Considerando la resa di un moderno cantiere ed il carico di manodopera, oltre al conducente della macchina operatrice, per la rifinitura del lavoro, il costo del servizio agromeccanico è sempre minore, senza i rischi legati all’impiego di manodopera illegale. In questo senso il contoterzismo – quello vero, la cui attività si fonda sulla tecnologia e sulla meccanizzazione – rappresenta il più importante strumento di prevenzione del caporalato: un ruolo inizialmente poco compreso dalle istituzioni, ma che ora viene sempre più spesso riconosciuto. Il progresso tecnologico mostra che la strada dell’innovazione è quella giusta, come è possibile verificare presso le fiere e le esposizioni: dai primi, improbabili prototipi, si è passati in breve tempo a sistemi automatici per la raccolta di singoli frutti, grazie allo sviluppo dell’intelligenza artificiale.
Il futuro è a portata di mano e questa tecnologia aiuterà le imprese agromeccaniche ad evolversi sempre di più verso traguardi finora confinati nella fantascienza: chi ha nel Dna la propensione ad innovare e ad investire saprà affrontare consapevolmente queste nuove sfide. Ma alla base di tutto resta il lavoro: la tecnologia non costringerà a cambiare la Costituzione e, in Italia come altrove, il lavoro sarà sempre centrale, anche se dovrà evolversi rispetto alla sola manualità.

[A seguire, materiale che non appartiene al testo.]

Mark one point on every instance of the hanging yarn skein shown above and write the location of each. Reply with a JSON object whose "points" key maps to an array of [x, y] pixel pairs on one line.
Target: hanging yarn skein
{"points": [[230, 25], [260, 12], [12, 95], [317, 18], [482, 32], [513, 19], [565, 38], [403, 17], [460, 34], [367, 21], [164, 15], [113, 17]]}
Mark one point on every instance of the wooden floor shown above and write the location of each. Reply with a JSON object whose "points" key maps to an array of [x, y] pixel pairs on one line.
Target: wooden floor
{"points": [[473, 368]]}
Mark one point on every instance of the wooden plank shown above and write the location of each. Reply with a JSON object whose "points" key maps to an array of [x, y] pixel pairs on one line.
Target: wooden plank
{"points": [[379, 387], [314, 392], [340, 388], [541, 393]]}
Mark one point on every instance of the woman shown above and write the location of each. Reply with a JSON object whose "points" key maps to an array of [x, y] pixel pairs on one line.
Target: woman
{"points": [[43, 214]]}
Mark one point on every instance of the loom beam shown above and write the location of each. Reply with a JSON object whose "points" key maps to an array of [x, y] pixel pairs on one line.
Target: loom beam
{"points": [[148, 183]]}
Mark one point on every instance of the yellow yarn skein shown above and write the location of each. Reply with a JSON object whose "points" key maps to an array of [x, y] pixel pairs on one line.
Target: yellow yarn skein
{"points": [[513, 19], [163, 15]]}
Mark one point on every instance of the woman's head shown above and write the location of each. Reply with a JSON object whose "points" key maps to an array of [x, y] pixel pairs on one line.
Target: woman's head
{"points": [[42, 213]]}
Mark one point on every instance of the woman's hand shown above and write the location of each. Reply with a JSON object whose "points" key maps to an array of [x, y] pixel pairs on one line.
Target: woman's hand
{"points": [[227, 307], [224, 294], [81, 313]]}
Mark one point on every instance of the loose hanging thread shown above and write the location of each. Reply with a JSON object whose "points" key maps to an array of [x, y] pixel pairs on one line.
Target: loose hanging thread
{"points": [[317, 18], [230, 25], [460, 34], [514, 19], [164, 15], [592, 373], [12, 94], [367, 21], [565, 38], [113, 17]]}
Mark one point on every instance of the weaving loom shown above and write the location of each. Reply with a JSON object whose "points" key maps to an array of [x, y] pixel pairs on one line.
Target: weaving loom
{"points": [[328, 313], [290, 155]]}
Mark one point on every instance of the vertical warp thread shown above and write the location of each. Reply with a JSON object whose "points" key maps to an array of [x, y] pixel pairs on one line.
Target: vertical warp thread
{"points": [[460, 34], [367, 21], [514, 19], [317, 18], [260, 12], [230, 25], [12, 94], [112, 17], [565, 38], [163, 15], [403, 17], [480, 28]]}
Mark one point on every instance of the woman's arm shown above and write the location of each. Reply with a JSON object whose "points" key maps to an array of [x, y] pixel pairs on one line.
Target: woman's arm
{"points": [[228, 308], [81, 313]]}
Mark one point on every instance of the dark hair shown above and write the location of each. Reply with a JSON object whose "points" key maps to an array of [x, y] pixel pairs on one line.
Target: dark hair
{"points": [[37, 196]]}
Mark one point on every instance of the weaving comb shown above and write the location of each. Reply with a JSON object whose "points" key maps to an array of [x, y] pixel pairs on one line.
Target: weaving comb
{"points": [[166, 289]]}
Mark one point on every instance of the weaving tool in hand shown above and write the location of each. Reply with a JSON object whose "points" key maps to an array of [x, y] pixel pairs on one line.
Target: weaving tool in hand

Non a caso la presenza umana è, e continuerà ad essere, fondamentale per gestire le macchine: dalla conduzione all’organizzazione, dalla manutenzione alla gestione economica, in quel complesso di conoscenza, di lavoro e di capitali che sono alla base del “fare impresa”. Proprio in questi giorni la Confederazione Agromeccanici e Agricoltori Italiani, insieme con i tre principali sindacati dei lavoratori, ha siglato il rinnovo del contratto nazionale di lavoro, uno dei più moderni e innovativi nel settore dell’agricoltura (che riportiamo nelle pagine interne).
La contrattazione nazionale, iniziata nel 1992, ha unificato i numerosi contratti provinciali, alcuni dei quali risalenti ai primi anni del Novecento, agli albori della meccanizzazione agricola. Lo strumento contrattuale qualifica e identifica, in modo inequivocabile, l’attività di una categoria che ancor oggi fatica a trovare un proprio univoco inquadramento giuridico: dopo la definizione dell’attività agromeccanica (con il decreto n. 99 del 2004) è mancata, da parte del legislatore, la capacità di inquadrare in modo univoco il soggetto che la esercita.
Una carenza normativa che sta per essere sanata, grazie all’interessamento di numerosi esponenti politici: siamo in una fase cruciale ed è più che mai necessaria, in questo momento, la massima unità di intenti per arrivare ad un risultato che gli agromeccanici attendono da 20 anni. Dobbiamo stare attenti, nelle tempeste della politica, ad evitare che l’obiettivo di valorizzazione dell’attività agromeccanica, anche sotto l’aspetto soggettivo, non si concretizzi: la qualificazione delle filiere agricole, ivi compresi gli agromeccanici, passa da quella delle figure che ne fanno parte, sia in veste di imprenditori che di prestatori d’opera.